EigenExa
Overview
EigenExa, a part of KMATHLIB, is a high performance eigen-solver.
EigenExaはポストペタスケール計算機から富岳に至るまでのスーパーコンピューティング環境上で高性能・スケーラブルな大規模固有値計算を実現するため、理化学研究所計算科学研究センターにおいて開発された。FS2020開発プロジェクトにおいて、幾つかの重点課題アプリケーションと協力研究を進めている。現在「富岳」ならびに国内のスパコンでの高速計算を指向したバージョン2.5以降の公開準備を進めている。
Downloads
- EigenExa version 2.12 (tar.gz, 2376KB) (October 25, 2022)
- EigenExa version 2.11 (tar.gz, 2375KB) (December 1, 2021)
- [Upgrade] Experimental support for Hermite solver, namely, eigen_h.
- [Serious] Fix the numerical error happened to be included in v2.10, where the tall-skinny QR coded in eigen_prd_t4x.F of eigen_sx was too sensitive to treat tiny values and forced-double truncation.
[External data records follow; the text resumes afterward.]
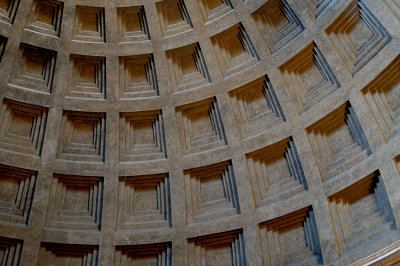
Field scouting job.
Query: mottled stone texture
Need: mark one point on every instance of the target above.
(199, 132)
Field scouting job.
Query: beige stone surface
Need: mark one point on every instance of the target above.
(198, 132)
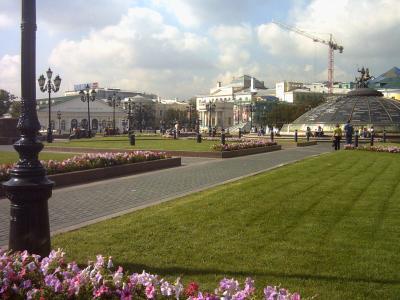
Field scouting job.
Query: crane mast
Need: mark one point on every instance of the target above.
(332, 46)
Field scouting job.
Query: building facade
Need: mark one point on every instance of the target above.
(230, 104)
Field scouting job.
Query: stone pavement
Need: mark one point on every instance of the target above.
(77, 206)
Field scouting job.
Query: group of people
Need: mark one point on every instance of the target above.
(348, 133)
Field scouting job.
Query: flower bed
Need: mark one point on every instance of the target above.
(24, 276)
(242, 145)
(90, 161)
(228, 139)
(388, 149)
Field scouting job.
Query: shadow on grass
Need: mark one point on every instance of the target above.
(179, 271)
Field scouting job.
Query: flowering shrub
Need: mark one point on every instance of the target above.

But, it might depend on the compiler version and the code generator.
- Modify pointer attribution to 'allocatable' to avoid automatic deallocation on the exit of callee routines.
- Some code modifications are applied to pass strong debugging tools with respect to Fortran 95 and some of Fortran 2003 extensions.
- Fix some bugs, for exmaple, missing private attribution to some variables for OpenMP
- EigenExa version 2.10 (tar.gz, 2307KB) (October 17, 2021)
- [Serious] Bug fix for violation of the result of allreduce in DC. It happened very rarely when data to be transferred was shorter than the number of processes participating.
- [Serious] Bug fix for inconsistent API interpretation of DLAED4, when K is less than or equal to 2. This bug happened when a lot of deflations are carried out, and sub-matrices are shrunk tiny as 1 or 2. So, it is infrequent to see.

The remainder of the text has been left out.